One of the other extremely evil aspects of drug use is that of the
corruption of close friends and oneself. As I was saying, drug use can
devastate one's life to the ultimate degree. One can lose a job, a car,
a house. More devastatingly, a spouse, one's children. Most
treacherously, one's own health, sanity, or life. I think all the
cryptoanarchists, radical libertarians, and cypherpunks who promote
drug use seem to be in favor of a sort of social sadochism and
masochism. `The world is an ugly place, and everyone should wallow in
it.' This is like the drug user bringing down his respectable friends
with his own depravity.

The drug user with a conscience is tormented by his daily betrayals of
his friends, and seeks to smooth over the cracks that he is continually
causing. He tries to be soothing, and point his finger in some other
direction, `hey, look at that!' while he is snorting white lines. He
will whimper and whine plaintively, `please, don't make a big deal out
of this, we don't want a scene.' The truly vicious drug user has no
remorse. He has never apologized for his destruction to the fragile
fabric of human trust that he rips daily. He erects elaborate
mythologies that supposedly legitimize his poison. But at the root it
is all nothing but black deception and delusion.

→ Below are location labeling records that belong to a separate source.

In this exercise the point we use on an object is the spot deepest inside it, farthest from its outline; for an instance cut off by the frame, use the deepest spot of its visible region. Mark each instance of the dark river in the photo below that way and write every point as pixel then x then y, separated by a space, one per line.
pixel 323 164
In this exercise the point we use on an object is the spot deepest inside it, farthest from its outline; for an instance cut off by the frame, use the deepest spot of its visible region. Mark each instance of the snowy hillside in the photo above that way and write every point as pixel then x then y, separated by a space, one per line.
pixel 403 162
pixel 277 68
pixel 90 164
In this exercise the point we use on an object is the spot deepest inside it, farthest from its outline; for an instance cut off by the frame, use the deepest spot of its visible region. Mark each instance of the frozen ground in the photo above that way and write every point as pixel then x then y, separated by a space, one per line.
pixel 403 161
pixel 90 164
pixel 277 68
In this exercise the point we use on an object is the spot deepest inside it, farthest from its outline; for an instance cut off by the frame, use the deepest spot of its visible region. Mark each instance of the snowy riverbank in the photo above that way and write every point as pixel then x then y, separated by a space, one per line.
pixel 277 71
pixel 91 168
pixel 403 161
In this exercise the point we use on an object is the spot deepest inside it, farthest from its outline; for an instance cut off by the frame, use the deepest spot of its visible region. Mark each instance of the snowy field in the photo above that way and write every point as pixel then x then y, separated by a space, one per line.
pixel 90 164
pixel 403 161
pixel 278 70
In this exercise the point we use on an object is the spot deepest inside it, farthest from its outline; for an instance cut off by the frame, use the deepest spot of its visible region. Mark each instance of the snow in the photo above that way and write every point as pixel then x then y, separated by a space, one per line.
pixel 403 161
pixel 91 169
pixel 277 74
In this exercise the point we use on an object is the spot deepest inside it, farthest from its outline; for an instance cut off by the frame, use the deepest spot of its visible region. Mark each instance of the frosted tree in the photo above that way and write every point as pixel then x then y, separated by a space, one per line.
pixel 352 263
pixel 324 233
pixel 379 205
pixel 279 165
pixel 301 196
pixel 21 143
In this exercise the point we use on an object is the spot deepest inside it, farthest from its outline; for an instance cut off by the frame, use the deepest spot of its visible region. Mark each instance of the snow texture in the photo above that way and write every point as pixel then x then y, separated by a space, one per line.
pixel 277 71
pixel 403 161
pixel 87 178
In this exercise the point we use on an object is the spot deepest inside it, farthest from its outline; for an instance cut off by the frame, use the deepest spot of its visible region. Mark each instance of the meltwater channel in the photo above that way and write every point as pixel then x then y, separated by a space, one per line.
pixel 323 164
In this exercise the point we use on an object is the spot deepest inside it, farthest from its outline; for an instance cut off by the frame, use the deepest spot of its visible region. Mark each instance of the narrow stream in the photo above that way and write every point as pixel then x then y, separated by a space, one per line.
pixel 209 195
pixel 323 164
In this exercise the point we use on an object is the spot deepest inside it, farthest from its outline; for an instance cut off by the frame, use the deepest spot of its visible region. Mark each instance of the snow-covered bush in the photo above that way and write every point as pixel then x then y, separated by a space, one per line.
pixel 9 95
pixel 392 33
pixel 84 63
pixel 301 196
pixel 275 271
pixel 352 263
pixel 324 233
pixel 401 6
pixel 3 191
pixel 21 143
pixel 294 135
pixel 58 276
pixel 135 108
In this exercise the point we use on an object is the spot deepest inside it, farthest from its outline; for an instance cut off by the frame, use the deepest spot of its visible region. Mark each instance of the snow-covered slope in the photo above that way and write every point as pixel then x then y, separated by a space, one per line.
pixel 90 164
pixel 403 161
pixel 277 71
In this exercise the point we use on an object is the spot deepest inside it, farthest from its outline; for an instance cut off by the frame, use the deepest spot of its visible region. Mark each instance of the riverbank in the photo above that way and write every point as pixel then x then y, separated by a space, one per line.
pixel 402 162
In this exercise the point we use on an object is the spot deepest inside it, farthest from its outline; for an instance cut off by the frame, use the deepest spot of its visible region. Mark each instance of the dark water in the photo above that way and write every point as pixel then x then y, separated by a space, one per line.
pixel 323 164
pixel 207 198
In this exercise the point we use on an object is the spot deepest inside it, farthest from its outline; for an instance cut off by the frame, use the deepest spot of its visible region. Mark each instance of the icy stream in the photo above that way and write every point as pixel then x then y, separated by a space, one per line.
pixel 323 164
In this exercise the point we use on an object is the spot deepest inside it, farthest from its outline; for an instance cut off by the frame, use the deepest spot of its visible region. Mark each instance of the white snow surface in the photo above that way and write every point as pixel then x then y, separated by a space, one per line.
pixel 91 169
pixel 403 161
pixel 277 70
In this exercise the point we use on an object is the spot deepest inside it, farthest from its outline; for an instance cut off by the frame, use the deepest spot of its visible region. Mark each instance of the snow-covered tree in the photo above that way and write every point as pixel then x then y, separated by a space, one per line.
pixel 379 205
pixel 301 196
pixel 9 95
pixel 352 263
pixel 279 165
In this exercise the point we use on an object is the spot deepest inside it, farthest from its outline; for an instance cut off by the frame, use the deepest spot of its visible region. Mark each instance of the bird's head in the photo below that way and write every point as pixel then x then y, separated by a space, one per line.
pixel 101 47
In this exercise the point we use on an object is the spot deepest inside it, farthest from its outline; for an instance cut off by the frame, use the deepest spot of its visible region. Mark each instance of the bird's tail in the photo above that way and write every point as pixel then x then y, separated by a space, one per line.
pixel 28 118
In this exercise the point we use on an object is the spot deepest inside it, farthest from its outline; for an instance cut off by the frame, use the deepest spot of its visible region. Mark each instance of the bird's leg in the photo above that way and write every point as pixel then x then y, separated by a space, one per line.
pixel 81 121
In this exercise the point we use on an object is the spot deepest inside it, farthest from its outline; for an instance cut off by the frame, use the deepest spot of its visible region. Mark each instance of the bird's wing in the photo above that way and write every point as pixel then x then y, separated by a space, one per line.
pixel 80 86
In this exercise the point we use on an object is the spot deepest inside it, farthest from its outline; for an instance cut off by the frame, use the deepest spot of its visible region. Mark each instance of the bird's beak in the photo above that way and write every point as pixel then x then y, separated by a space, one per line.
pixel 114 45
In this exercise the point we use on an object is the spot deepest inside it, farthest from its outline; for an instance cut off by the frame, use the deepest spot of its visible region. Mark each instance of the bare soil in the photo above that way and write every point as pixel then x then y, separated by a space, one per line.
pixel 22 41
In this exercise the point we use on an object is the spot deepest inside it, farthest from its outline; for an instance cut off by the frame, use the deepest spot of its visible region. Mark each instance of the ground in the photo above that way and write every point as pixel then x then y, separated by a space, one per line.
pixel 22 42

Imagine the absolute horror of these encounters. Imagine that you
highly respect someone, say they may have cofounded a great company
like Sun, you have tried to cultivate a friendship over many months,
and you suddenly understand that they are a drug user! What are your
options? Do you run? Do you tolerate them? Do you try to change them?

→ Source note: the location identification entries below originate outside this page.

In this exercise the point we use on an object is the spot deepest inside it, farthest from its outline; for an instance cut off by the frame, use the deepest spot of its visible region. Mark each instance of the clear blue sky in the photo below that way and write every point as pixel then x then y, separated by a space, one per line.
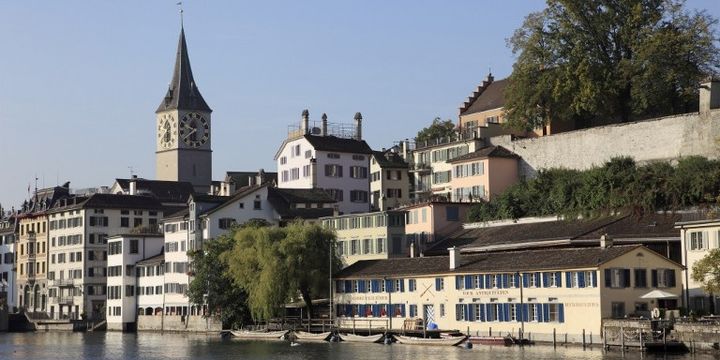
pixel 80 80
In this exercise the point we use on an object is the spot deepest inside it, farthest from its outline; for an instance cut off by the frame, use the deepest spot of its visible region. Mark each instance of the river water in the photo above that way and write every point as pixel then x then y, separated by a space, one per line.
pixel 113 345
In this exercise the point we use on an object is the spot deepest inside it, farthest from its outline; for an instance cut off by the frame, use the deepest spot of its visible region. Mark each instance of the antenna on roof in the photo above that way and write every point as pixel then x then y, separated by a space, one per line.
pixel 179 4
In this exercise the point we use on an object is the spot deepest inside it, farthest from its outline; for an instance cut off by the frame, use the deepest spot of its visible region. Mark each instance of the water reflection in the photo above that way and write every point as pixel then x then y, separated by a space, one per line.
pixel 111 345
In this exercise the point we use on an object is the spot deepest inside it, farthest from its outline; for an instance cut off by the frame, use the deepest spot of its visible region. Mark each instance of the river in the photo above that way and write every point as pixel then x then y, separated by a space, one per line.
pixel 118 346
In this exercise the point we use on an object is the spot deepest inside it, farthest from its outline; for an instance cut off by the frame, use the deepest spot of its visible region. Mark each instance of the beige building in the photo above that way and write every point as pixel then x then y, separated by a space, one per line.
pixel 697 239
pixel 389 180
pixel 378 235
pixel 432 221
pixel 482 174
pixel 566 291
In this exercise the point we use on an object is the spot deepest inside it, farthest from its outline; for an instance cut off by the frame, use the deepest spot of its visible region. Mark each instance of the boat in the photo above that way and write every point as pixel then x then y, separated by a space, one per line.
pixel 492 340
pixel 306 336
pixel 255 335
pixel 446 341
pixel 361 338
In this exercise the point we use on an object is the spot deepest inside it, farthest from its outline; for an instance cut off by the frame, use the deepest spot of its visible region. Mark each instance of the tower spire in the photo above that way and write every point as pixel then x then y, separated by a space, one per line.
pixel 182 92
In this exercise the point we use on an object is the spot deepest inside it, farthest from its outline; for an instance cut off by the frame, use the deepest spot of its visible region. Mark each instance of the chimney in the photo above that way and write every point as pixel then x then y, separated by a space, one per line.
pixel 133 185
pixel 709 95
pixel 323 131
pixel 305 127
pixel 454 253
pixel 358 126
pixel 606 241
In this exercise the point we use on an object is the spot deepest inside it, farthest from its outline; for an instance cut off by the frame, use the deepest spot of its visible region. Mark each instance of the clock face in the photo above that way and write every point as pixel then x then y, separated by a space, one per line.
pixel 194 130
pixel 166 131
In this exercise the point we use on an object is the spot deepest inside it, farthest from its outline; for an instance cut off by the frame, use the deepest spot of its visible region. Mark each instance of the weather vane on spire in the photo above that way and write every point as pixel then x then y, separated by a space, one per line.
pixel 179 4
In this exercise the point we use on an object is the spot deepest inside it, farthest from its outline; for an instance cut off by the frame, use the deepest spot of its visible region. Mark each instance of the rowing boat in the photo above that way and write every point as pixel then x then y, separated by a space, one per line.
pixel 265 335
pixel 306 336
pixel 361 338
pixel 449 341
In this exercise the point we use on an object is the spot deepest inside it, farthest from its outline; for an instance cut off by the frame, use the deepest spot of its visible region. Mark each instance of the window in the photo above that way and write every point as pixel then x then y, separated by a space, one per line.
pixel 358 172
pixel 332 170
pixel 698 241
pixel 359 196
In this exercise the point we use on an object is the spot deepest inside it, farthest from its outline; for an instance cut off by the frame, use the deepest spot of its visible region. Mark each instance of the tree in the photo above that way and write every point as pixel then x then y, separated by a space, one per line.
pixel 211 283
pixel 608 60
pixel 274 265
pixel 438 129
pixel 707 272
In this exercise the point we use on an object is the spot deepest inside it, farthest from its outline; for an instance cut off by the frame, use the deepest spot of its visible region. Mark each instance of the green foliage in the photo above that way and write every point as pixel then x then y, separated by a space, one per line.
pixel 274 265
pixel 603 60
pixel 707 271
pixel 230 302
pixel 438 129
pixel 620 185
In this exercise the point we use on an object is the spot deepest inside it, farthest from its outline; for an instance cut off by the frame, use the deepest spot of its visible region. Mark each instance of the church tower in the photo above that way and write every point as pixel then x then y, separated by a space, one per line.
pixel 183 151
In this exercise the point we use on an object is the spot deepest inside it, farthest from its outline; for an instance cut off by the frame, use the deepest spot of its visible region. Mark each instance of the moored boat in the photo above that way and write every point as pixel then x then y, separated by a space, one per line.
pixel 306 336
pixel 263 335
pixel 446 341
pixel 361 338
pixel 492 340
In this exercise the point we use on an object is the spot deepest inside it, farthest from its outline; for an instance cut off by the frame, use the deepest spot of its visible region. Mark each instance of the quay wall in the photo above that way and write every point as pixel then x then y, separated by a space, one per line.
pixel 661 139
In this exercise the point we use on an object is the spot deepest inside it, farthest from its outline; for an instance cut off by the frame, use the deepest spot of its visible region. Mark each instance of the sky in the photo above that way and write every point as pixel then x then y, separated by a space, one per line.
pixel 80 80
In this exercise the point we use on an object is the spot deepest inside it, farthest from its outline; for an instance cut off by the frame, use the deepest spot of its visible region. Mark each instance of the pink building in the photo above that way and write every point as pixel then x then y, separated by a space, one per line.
pixel 483 174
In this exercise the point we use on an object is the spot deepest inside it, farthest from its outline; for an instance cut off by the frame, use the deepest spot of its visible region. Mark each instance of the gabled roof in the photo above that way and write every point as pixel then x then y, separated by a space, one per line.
pixel 165 191
pixel 509 261
pixel 389 160
pixel 338 144
pixel 486 152
pixel 183 92
pixel 490 97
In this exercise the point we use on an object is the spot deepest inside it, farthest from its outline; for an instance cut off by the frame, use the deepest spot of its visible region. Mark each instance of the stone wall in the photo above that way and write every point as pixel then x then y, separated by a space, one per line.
pixel 666 138
pixel 177 323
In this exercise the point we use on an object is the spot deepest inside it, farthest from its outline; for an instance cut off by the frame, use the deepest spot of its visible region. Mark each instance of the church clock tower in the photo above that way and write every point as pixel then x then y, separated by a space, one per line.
pixel 183 151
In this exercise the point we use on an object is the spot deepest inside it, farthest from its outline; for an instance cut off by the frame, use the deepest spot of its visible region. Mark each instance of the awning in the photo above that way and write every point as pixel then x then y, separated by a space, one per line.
pixel 659 294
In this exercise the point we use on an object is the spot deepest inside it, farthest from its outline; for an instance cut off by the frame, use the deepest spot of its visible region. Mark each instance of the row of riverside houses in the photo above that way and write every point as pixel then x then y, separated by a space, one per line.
pixel 120 253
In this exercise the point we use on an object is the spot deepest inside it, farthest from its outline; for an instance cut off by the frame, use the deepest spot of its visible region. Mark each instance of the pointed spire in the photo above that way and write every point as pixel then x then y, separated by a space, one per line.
pixel 182 92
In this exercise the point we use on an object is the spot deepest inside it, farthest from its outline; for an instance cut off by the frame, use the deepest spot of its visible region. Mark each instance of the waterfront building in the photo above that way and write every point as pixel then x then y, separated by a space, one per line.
pixel 8 233
pixel 563 291
pixel 483 174
pixel 183 119
pixel 32 249
pixel 389 179
pixel 432 221
pixel 78 231
pixel 333 157
pixel 375 235
pixel 123 287
pixel 698 238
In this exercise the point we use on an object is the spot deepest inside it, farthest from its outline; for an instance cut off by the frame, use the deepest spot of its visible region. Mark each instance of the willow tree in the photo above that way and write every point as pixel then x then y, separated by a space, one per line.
pixel 707 272
pixel 609 60
pixel 275 265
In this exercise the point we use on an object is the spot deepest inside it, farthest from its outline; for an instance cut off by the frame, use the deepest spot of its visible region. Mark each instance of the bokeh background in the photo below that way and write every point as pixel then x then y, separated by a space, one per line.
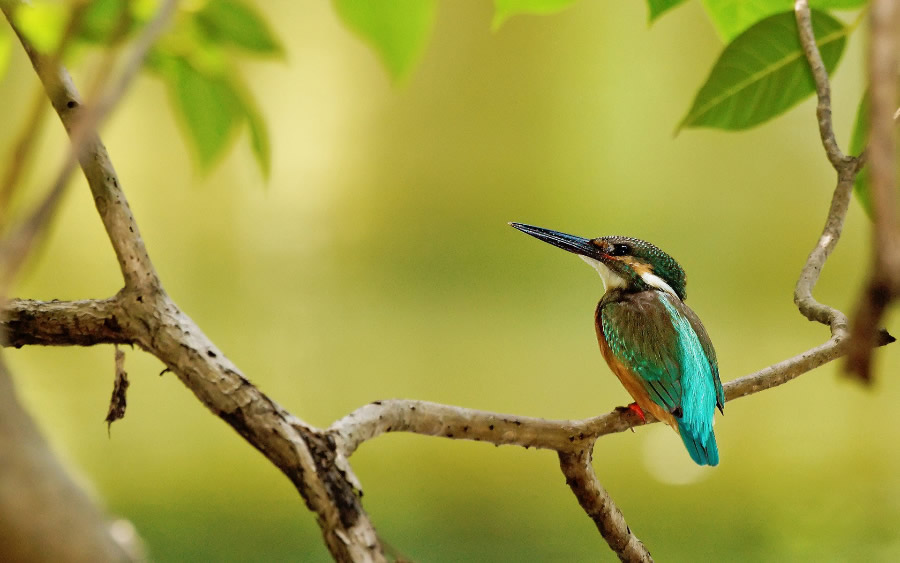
pixel 377 263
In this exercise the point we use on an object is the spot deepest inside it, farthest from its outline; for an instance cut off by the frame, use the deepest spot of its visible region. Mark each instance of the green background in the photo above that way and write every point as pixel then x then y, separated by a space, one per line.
pixel 377 263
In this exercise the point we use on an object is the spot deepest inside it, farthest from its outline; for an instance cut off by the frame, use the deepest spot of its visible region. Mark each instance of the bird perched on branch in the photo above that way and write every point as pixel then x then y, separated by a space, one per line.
pixel 653 342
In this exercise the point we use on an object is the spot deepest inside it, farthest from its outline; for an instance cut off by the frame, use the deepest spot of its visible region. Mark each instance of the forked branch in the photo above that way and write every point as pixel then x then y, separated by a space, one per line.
pixel 316 459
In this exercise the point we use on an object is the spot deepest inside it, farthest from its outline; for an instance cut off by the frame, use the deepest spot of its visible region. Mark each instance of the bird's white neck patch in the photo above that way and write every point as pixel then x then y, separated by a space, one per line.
pixel 655 281
pixel 613 280
pixel 610 279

What is the requirement of true friendship? I think that quiet
toleration is like being an accomplice to a crime. You are not only
betraying your friend but yourself. As ugly as it feels, as grotesque
and hideous your task, you must pursue it. 

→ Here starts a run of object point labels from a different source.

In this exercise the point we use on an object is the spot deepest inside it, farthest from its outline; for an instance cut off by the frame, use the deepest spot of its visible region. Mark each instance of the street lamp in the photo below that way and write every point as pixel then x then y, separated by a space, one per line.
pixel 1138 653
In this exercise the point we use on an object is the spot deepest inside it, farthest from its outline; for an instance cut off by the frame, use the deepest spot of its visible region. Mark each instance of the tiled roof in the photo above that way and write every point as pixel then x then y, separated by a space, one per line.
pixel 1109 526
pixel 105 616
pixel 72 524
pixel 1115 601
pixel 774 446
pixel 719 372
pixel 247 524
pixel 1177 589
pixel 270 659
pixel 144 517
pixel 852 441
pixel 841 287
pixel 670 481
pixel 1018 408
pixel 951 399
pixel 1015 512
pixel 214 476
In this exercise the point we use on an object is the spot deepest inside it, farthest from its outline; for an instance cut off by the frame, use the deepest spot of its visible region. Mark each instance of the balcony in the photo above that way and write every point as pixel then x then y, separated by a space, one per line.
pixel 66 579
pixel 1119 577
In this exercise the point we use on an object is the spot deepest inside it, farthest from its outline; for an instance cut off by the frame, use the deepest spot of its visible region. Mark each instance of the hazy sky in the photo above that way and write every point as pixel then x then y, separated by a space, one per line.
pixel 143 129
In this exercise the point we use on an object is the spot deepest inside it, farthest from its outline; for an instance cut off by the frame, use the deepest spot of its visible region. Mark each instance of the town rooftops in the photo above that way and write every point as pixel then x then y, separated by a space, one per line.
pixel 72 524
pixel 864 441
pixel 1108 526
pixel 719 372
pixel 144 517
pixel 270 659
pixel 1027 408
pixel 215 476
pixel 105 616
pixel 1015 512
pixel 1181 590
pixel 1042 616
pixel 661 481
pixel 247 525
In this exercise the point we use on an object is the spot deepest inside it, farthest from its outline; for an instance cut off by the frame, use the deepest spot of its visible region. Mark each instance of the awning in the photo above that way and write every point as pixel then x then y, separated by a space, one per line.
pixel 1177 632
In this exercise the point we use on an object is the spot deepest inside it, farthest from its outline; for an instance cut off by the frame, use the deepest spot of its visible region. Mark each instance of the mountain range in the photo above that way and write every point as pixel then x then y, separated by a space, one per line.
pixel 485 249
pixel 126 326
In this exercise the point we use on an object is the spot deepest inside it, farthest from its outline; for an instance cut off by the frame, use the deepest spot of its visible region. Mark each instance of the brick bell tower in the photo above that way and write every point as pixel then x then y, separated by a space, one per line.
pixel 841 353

That which does not destroy evil makes it grow stronger! You will
discover your true friends, if you had any. The veils of delusion will
fall as you come face to face with the betrayal of people you once
respected. Even with your supposed friend's attacks, apathy, flight,
and abandonment, the knives in your back, the tears streaming down your
face, your blood in puddles around you, it is your responsibility to
Humanity and your soul that you continue to attack all Lies that cross
your path to your final rasping breath.

People have a duty to challenge that little niche of corruption they
have uncovered, so that the `little niches' don't grow into monstrous
nightmares. This is very much in the way that the Nazi movement has
been described in retrospect by many. `They came for people I did not
know, and then people I did know, and then my friends, and then me.'
When there is an encroaching active evil, passivity feeds it. Another
interesting essay talked about the whole Nazi movement as a sort of
subtly incremental plunge into raw evil, each step definite but
imperceptible. Sort of like the story of the frog, who will jump out of
hot water but will passively die if it is gradually brought to boil.